Test out running a few dictionaries through this tool #8

waldoj · 2015-09-23T19:54:06Z

Just see what happens.

waldoj · 2015-10-09T01:48:43Z

I've got an instance of this running on an EC2 Micro, ready to step through a corpus of documents.

waldoj · 2015-10-09T02:11:11Z

I started ingesting the Florida and Virginia dictionaries, but on 1,009 of 155,097 (155,097 what, I don't know), it died with this error:

/var/lib/gems/1.9.1/gems/treat-2.1.0/lib/treat/core/dsl.rb:17:in `method_missing': undefined method `value' for nil:NilClass (NoMethodError)
    from /home/ubuntu/synonyms/Build From Corpus/lib/parse_corpus.rb:42:in `build_word_arcs'
    from /home/ubuntu/synonyms/Build From Corpus/lib/build_dict.rb:36:in `block in perform_step_one'
    from /home/ubuntu/synonyms/Build From Corpus/lib/build_dict.rb:15:in `each'
    from /home/ubuntu/synonyms/Build From Corpus/lib/build_dict.rb:15:in `perform_step_one'
    from ./build_dict.rb:33:in `<main>'

My guess is that there's a data error, but without knowing what the 155,097 represents, it's tough to know where to check. The file in question is 7,359 lines, 2,106,973 bytes, 2,070,718 characters, and 305,621 words. Looking through build_dict.rb, I see that the count is these_words.length, and these_words is created like such:

these_words = read_and_clean_file(file, stops)

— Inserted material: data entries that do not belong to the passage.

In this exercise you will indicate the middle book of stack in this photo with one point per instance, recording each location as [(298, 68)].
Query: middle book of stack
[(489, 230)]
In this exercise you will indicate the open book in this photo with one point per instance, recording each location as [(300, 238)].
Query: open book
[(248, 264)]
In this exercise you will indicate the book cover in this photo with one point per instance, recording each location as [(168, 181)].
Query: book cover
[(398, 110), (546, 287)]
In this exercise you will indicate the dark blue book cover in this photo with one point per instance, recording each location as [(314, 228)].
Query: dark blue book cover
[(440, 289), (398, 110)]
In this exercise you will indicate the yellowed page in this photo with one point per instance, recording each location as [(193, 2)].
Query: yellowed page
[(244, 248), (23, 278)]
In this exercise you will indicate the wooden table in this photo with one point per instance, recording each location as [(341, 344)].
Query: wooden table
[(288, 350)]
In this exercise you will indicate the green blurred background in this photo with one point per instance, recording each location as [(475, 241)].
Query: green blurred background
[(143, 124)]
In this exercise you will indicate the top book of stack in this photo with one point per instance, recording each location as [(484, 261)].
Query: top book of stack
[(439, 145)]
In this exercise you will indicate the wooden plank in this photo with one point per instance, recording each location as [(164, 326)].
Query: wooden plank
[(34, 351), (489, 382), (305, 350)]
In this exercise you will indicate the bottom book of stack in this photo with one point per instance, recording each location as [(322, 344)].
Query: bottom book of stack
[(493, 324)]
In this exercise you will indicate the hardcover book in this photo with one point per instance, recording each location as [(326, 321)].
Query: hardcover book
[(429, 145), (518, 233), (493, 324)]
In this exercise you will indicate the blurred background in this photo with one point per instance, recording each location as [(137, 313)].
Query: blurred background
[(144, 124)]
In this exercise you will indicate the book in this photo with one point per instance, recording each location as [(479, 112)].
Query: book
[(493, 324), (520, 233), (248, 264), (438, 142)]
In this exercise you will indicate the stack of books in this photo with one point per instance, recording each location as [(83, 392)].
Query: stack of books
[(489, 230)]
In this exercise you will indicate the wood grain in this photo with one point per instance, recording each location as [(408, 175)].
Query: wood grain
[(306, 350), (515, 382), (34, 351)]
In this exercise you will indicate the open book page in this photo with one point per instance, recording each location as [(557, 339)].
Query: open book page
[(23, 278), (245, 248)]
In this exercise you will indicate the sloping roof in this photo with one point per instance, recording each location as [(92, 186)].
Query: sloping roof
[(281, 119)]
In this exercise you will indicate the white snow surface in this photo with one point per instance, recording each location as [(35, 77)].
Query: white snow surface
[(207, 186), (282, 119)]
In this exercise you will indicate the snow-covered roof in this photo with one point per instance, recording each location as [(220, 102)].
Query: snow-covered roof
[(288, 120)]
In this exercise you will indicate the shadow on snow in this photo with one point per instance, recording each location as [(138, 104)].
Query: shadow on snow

I think it's a word count. My guess is that it's using a different method of counting words than wc.

waldoj · 2015-10-09T02:13:55Z

I tried uncommenting words = reject_non_utf8(words) in lib/parse_corpus.rb, in case that might help, but it didn't do any good.

waldoj · 2015-10-09T15:41:42Z

I switched from TSV to CSV, in case there was some kind of encoding problem, but it still crashed. So I'll have to dive into the code. (Keeping in mind that I don't know Ruby.)

waldoj · 2015-10-09T15:53:00Z

OK, so it looks like arc.words isn't being populated fully, so there is no .value function.

waldoj · 2015-10-09T16:35:18Z

I've observed the bug in action, although not the cause of it. build_word_arcs() is expecting a series of three-value arrays (e.g., [Word (23914420), Word (24491240), Word (24910340)]), and when it encounters one that is missing a value (e.g., [Word (25551560), Word (26401100)]), it dies because of the null value. Presumably there are two potential solutions: skip any array that is missing a value, or solve the underlying problem.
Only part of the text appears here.